Padovano, classe 1972, insegnante di Lettere nei licei, Righetto apre gli occhi in questo nuovo romanzo su una coppia come tante. Una Francesca e un Luigi che si incontrano per caso, mentre lei si trasferisce a studiare a Milano dopo il diploma scientifico conseguito a Verona. Li segue mentre si perdono, si ritrovano, provano a inventare una vita fatta di momenti di felicità, di una sintonia totale, del desiderio di spendere ogni minuto stando vicini.

Ma la vita, si sa, si stanca presto di cullare i sogni belli. E non basta Giulio a tenere unita la coppia. Litigi, silenzi pieni di tensione, fughe da casa, rovinano la vita del figlio adolescente. Fino a quando i genitori decidono di andare ognuno per la propria strada. Illudendosi che una montagna di regali lo aiuterà a combattere la malinconia. A sentirsi meno solo.

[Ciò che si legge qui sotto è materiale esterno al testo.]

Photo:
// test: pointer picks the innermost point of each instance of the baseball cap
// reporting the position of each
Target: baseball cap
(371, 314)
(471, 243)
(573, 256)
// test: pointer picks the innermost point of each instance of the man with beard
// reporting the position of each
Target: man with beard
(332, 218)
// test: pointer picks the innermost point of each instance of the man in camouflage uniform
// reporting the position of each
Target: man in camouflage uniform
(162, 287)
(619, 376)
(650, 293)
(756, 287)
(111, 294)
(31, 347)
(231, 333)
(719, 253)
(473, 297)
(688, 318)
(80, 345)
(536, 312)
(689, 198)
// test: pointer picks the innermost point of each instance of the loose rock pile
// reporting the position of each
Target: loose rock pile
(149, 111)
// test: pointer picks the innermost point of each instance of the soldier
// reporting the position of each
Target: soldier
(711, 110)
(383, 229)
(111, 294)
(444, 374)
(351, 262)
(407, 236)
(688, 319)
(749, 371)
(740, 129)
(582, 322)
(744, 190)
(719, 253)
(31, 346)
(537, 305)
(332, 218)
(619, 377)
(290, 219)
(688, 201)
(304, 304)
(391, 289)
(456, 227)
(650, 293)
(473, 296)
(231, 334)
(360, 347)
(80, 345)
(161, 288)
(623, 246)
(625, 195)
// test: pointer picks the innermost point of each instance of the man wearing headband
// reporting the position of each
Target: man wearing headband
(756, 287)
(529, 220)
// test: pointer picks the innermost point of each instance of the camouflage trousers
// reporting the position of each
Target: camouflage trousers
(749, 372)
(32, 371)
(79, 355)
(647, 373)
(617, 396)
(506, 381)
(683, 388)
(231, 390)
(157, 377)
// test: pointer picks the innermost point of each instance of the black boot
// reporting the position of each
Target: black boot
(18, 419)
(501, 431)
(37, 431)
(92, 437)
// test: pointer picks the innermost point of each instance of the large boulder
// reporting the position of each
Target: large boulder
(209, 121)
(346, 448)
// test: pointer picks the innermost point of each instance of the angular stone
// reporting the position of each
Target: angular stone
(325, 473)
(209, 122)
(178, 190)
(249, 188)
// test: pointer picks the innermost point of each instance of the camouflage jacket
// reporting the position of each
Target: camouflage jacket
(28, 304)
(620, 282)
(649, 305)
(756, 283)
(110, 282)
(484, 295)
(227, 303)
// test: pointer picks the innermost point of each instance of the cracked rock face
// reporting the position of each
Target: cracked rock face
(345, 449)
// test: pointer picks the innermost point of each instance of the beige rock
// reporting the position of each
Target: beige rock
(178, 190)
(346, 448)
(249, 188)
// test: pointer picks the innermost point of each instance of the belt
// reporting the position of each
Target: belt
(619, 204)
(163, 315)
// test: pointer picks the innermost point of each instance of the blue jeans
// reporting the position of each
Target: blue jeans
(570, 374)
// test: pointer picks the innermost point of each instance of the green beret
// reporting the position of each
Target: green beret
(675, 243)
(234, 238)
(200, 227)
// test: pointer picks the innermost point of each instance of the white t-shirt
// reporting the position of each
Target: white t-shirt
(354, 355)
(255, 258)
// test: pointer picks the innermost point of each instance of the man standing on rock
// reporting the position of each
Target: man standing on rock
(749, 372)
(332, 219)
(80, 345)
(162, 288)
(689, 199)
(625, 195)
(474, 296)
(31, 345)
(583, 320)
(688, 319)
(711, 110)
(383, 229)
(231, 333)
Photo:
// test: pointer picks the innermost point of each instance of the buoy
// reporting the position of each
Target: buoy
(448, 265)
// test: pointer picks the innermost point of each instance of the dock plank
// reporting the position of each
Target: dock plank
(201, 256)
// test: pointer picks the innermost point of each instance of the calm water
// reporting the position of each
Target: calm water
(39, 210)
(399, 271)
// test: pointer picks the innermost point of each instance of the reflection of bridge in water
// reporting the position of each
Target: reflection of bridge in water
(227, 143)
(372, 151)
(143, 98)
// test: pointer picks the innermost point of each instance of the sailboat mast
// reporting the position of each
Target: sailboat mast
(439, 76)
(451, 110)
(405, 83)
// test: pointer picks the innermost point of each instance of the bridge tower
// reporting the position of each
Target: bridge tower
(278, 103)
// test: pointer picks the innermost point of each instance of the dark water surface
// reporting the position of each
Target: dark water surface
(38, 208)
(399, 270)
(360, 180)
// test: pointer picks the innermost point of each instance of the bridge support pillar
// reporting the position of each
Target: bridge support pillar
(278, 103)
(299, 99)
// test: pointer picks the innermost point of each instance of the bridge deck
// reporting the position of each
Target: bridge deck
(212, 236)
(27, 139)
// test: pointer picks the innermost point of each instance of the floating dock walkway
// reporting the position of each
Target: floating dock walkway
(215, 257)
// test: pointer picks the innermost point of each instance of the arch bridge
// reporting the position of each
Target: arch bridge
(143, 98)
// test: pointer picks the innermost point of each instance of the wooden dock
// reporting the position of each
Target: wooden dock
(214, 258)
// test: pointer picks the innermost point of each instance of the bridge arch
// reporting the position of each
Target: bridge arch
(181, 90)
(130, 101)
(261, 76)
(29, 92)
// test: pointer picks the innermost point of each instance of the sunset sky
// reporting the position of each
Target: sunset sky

Uno di quei doni corre ve. loce su due ruote. È una moto da sogno, che si tramuterà in un incubo quando Giulio resterà coinvolto in un incidente apparentemente banale.

Ed è proprio da lì che riparte la storia di “Apri gli occhi”. Perché Matteo Righetto spezza il racconto seguendo due traiettorie. Una segue il dipanarsi delle vite dei personaggi nel groviglio di giornate convulse. L’altra rallenta il passo, indica la strada, scruta il cielo e l’orizzonte. Conduce metro a metro Francesca e Luigi in un percorso che li porterà a riscoprire l’ultimo momento in cui sono stati felici assieme. E allora sì che ritornano in primo piano le montagne. Un paradiso troppo vicino per essere vero. Troppo reale per essere apprezzato con gli occhi bene aperti, il cuore e il cervello in sintonia.

Ed è lì, in uno scenerio tanto bello da ferire l’anima come il Latemar che si specchia nel Lago di Carezza, che il romanzo di Righetto trova il centro di gravità. E lo fa rallentando le parole, centellinando le emozioni. Dimostrando che uno scrittore può partire alla velocità della luce, nel suo percorso narrativo, per poi ritrovarsi a contemplere i silenzi, le ombre. I profili di montagne che assomigliano a specchi, pronti a riflettere il sole e le nuvole dentro di noi. Quella che chiamano anima.